First, it seems scalaz implements StateT in terms of IndexedStateT. Ok. But, it seems that the get[String] monadic value is inferred to have type StateT[Id, String, String] instead of StateT[Option, String, String]. Why?

I'm using Scala 2.10.1, scalaz 7.0.0.

like image 956
alanlcode Avatar asked Apr 28 '13 22:04

alanlcode


1 Answers

In your example, the call to get[String] is calling the get method of StateFunctions, reproduced here:

def get[S]: State[S, S] = init

Where State[S, A] is an alias for StateT[Id, S, A] which is an alias for IndexedStateT[Id, S, S, A].

Because you are using StateT, you need to call get on an instance of StateTMonadState[S, F], or StateTMonadState[String, Option] in your case.
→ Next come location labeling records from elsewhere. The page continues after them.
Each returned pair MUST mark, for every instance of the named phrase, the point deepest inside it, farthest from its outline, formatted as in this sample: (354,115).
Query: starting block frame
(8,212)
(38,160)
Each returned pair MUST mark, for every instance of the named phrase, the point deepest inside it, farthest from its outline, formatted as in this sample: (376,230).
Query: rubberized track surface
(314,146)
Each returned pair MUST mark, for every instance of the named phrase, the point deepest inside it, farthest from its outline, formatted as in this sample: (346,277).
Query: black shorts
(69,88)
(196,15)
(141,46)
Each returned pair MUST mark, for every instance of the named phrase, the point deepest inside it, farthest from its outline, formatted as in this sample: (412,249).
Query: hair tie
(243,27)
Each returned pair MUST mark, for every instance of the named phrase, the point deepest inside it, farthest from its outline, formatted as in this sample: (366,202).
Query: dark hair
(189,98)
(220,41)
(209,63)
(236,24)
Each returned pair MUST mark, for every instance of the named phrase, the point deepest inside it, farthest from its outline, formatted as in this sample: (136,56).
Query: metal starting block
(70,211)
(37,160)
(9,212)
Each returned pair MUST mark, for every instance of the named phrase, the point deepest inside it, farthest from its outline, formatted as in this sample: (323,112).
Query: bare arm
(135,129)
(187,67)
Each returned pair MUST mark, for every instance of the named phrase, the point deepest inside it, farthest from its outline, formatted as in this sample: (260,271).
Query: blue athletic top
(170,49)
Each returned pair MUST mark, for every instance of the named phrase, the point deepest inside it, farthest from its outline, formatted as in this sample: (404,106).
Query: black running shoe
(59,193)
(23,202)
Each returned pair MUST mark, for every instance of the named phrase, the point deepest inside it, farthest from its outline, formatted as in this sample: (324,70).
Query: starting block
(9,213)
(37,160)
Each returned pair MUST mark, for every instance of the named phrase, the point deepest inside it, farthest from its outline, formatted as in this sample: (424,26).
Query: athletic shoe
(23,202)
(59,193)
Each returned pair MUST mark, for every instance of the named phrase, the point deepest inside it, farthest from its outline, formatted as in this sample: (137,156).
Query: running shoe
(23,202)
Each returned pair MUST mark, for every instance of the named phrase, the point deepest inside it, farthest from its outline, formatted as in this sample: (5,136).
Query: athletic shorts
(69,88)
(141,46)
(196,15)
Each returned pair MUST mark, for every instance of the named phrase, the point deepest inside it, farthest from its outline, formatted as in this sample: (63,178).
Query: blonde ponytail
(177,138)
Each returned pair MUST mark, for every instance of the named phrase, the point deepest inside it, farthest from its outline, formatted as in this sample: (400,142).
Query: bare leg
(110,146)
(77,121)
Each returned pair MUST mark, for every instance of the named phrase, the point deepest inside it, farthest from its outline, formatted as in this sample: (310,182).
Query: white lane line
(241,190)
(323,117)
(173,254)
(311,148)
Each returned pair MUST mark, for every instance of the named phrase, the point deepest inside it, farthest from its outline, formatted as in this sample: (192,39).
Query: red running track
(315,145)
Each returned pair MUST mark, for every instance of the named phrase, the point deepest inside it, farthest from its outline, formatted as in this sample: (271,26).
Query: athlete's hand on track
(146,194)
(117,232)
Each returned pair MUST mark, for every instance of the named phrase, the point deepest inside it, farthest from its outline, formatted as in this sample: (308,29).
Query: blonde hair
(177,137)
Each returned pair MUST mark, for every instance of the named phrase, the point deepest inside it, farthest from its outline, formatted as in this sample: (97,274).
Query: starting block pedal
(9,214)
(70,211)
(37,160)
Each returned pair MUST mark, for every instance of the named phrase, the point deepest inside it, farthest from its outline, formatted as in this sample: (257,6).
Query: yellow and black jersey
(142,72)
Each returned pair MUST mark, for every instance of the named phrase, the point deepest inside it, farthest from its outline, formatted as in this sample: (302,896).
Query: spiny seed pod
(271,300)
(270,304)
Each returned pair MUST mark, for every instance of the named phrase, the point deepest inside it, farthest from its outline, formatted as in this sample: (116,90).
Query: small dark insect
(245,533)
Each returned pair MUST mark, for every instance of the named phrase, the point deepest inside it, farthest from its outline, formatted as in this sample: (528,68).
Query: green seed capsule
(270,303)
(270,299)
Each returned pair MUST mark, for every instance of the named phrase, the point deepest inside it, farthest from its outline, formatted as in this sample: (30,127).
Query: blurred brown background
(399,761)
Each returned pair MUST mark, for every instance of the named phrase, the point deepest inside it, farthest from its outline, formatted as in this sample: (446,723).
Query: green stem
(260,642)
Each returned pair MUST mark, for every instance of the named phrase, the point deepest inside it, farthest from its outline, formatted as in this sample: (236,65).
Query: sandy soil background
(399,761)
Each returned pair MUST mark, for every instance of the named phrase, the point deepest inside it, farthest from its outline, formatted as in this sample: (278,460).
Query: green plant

The working example is:

import scalaz._
import Scalaz._

object StateTest {
  type Pass[A] = StateT[Option, String, A]

  val sm = StateT.stateTMonadState[String, Option]

  def monadTest: Pass[String] =
    for {
      s <- sm.get
    } yield s
}

The MonadState instance can also be resolved implicitly via MonadState[F[_, _], S] but it is less convenient to use due to the type lambda required. See MonadState.scala and StateT.scala for more info.